The Scottish Maritime Museum is offering free places to local primary schools on its new online learning programme.
The Ship to Shore programme includes two live links via online platforms with the museum’s education team as well as digital resources.
Activities for younger children will include workshops looking at the principles behind designing a ship and exploring the historical importance of puffers - traditional cargo steam boats - to island communities.
Older children will be able to investigate issues such as Morse code and lifesaving at sea in an activity based on the Titanic, and learn about buoyancy through Archimedes’ “Eureka moment”.
The live activities will include “unboxing” objects from the museum’s national maritime heritage collection. All the workshops will also include an activity linked to the museum’s new national art collection.

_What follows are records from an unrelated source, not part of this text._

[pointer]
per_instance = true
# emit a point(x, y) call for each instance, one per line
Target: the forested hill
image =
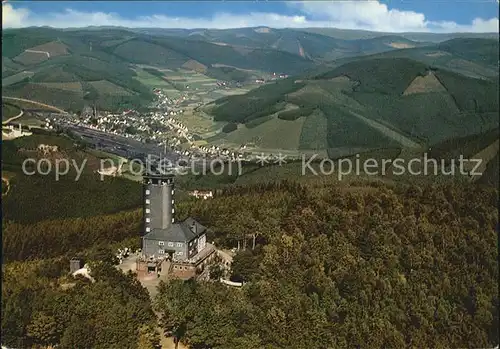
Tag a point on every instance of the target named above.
point(365, 266)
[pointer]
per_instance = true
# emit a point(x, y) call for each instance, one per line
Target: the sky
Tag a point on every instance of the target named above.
point(441, 16)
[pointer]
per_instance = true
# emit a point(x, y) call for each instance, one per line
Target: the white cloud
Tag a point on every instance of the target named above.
point(367, 15)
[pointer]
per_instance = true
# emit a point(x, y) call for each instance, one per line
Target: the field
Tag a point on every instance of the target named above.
point(272, 134)
point(13, 79)
point(314, 132)
point(9, 111)
point(198, 124)
point(26, 104)
point(150, 79)
point(31, 58)
point(38, 197)
point(68, 86)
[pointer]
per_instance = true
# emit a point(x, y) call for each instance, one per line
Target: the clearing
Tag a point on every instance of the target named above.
point(16, 78)
point(273, 133)
point(398, 137)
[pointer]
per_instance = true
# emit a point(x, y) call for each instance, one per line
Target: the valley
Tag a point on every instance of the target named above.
point(325, 163)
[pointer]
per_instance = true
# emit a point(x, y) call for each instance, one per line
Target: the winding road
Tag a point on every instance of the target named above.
point(35, 102)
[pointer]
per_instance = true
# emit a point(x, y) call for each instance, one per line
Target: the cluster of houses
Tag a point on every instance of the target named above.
point(202, 194)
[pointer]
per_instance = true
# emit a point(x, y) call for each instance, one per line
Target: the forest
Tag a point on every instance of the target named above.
point(359, 264)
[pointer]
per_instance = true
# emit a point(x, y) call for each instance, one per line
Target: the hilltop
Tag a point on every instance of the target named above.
point(71, 68)
point(369, 103)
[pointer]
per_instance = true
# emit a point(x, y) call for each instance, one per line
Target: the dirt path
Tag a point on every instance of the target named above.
point(35, 102)
point(398, 137)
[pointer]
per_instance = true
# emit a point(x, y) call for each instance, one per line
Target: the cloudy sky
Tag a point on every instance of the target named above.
point(386, 16)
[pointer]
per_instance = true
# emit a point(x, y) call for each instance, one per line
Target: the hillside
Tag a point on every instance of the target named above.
point(372, 103)
point(472, 57)
point(38, 197)
point(41, 63)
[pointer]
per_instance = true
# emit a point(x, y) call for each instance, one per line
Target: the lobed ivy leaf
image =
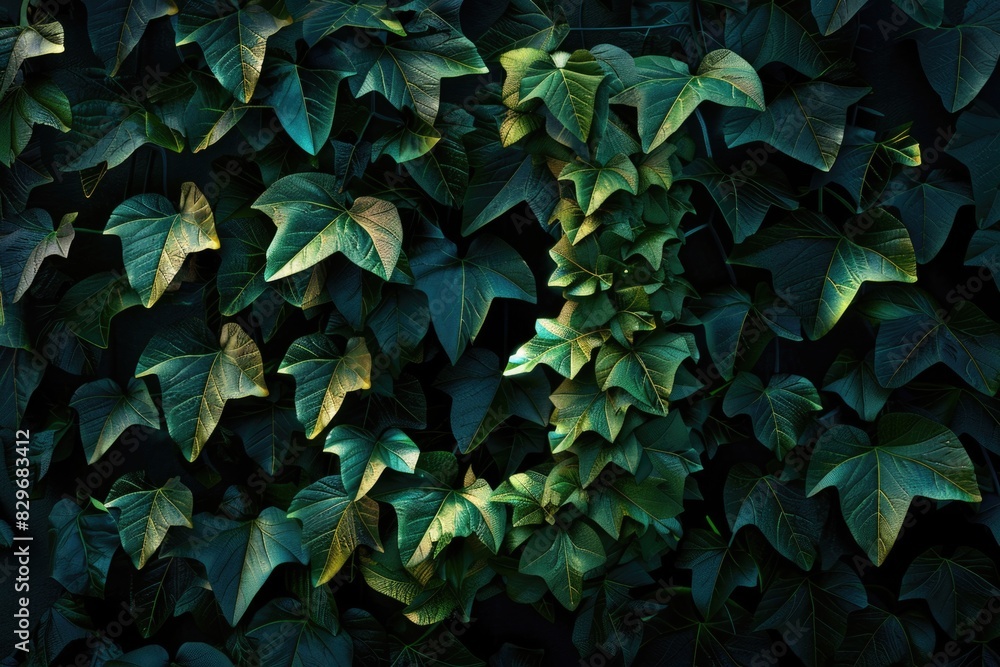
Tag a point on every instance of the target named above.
point(198, 376)
point(914, 456)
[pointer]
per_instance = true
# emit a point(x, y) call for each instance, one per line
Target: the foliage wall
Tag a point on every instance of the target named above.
point(537, 332)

The museum is on the Harbourside in Irvine, Ayrshire. Free places will be available to 16 schools, and include an allowance for additional materials such as photocopying. They are being offered on a first come, first served basis to primary schools in the local authority areas of Argyll and Bute, Ayrshire, Inverclyde, Renfrewshire, Stirling and West Dunbartonshire.

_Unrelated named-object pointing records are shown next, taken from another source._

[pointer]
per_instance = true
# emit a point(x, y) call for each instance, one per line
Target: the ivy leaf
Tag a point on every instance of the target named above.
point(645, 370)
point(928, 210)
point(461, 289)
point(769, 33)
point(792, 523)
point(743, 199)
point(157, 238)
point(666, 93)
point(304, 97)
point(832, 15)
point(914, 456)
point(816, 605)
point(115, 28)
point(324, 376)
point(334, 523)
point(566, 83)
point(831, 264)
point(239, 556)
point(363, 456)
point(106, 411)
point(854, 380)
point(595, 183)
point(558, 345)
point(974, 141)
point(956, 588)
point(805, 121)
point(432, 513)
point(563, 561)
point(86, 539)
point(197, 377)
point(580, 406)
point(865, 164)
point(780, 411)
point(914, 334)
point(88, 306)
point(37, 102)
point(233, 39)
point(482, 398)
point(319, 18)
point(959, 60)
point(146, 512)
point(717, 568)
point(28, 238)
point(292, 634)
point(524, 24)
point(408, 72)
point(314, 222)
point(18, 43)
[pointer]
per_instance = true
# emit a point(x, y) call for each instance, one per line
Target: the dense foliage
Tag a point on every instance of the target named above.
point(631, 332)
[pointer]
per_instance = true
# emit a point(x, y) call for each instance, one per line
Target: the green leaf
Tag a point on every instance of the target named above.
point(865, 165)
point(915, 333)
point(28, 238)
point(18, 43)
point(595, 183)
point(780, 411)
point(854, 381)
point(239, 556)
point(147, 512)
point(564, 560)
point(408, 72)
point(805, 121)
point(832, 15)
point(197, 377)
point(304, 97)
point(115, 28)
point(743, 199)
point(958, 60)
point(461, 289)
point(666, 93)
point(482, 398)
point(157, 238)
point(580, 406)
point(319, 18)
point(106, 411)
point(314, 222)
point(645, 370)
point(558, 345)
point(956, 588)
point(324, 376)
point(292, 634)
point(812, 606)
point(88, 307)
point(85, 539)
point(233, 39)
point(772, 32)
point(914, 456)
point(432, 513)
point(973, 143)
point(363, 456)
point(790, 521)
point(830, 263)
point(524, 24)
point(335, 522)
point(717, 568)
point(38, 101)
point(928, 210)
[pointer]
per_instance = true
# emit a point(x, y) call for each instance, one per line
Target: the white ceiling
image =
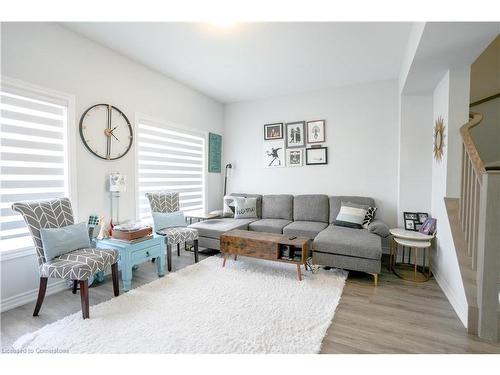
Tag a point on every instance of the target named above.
point(256, 60)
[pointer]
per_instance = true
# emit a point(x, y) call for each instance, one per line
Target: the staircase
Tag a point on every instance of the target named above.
point(475, 225)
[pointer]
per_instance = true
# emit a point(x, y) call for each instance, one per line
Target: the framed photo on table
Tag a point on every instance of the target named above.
point(295, 134)
point(316, 156)
point(316, 131)
point(273, 131)
point(414, 220)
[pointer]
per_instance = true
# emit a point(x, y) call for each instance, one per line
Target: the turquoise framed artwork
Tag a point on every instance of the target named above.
point(214, 152)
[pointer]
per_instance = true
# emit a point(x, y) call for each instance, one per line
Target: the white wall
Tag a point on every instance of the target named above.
point(415, 155)
point(448, 103)
point(361, 136)
point(49, 55)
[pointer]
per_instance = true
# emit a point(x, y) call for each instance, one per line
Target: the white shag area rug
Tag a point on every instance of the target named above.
point(250, 306)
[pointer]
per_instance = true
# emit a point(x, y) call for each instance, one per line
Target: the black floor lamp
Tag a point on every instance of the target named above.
point(228, 166)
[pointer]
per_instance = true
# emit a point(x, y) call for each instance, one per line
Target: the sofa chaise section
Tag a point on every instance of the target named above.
point(348, 248)
point(352, 249)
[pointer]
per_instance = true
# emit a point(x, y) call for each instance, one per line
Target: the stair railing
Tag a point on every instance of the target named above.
point(480, 221)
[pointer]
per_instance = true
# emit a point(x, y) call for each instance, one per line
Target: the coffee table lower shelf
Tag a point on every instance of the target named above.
point(267, 246)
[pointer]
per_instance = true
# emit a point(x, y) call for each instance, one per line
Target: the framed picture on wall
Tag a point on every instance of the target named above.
point(274, 154)
point(295, 134)
point(294, 157)
point(316, 131)
point(273, 131)
point(316, 156)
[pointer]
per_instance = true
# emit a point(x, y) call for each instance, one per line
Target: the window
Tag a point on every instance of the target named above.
point(33, 156)
point(169, 159)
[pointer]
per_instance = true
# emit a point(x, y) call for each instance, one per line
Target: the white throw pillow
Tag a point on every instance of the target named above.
point(245, 208)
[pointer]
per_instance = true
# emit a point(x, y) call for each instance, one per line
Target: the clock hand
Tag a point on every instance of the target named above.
point(111, 133)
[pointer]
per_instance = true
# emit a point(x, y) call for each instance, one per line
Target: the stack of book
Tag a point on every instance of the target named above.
point(131, 233)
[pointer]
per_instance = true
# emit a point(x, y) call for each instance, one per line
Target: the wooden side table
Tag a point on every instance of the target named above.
point(132, 254)
point(413, 241)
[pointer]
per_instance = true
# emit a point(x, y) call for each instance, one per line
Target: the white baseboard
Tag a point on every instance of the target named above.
point(31, 296)
point(460, 309)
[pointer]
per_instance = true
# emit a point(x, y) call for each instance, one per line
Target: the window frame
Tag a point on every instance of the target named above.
point(43, 93)
point(138, 116)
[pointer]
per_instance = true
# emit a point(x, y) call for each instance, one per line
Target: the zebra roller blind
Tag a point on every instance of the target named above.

Claire Munro, the museum’s learning and access officer, said: “We’re thrilled to launch our new Ship to Shore online learning workshops.
“We have a well-established education programme here at the museum so it has been a natural and exciting step for us to translate some of our most popular workshops into a live learning experience for schools and support them as they look for new ways to educate during these challenging times.
“With our new online programme, pupils of all ages can get curious, creative and inspired by our nationally recognised collection of maritime heritage and engineering which is so well suited to STEM learning.
“As we’re living in such an uncertain world at the moment, our workshops are also designed to be flexible. They can be delivered to pupils in class or at home if blended learning is introduced, for example.”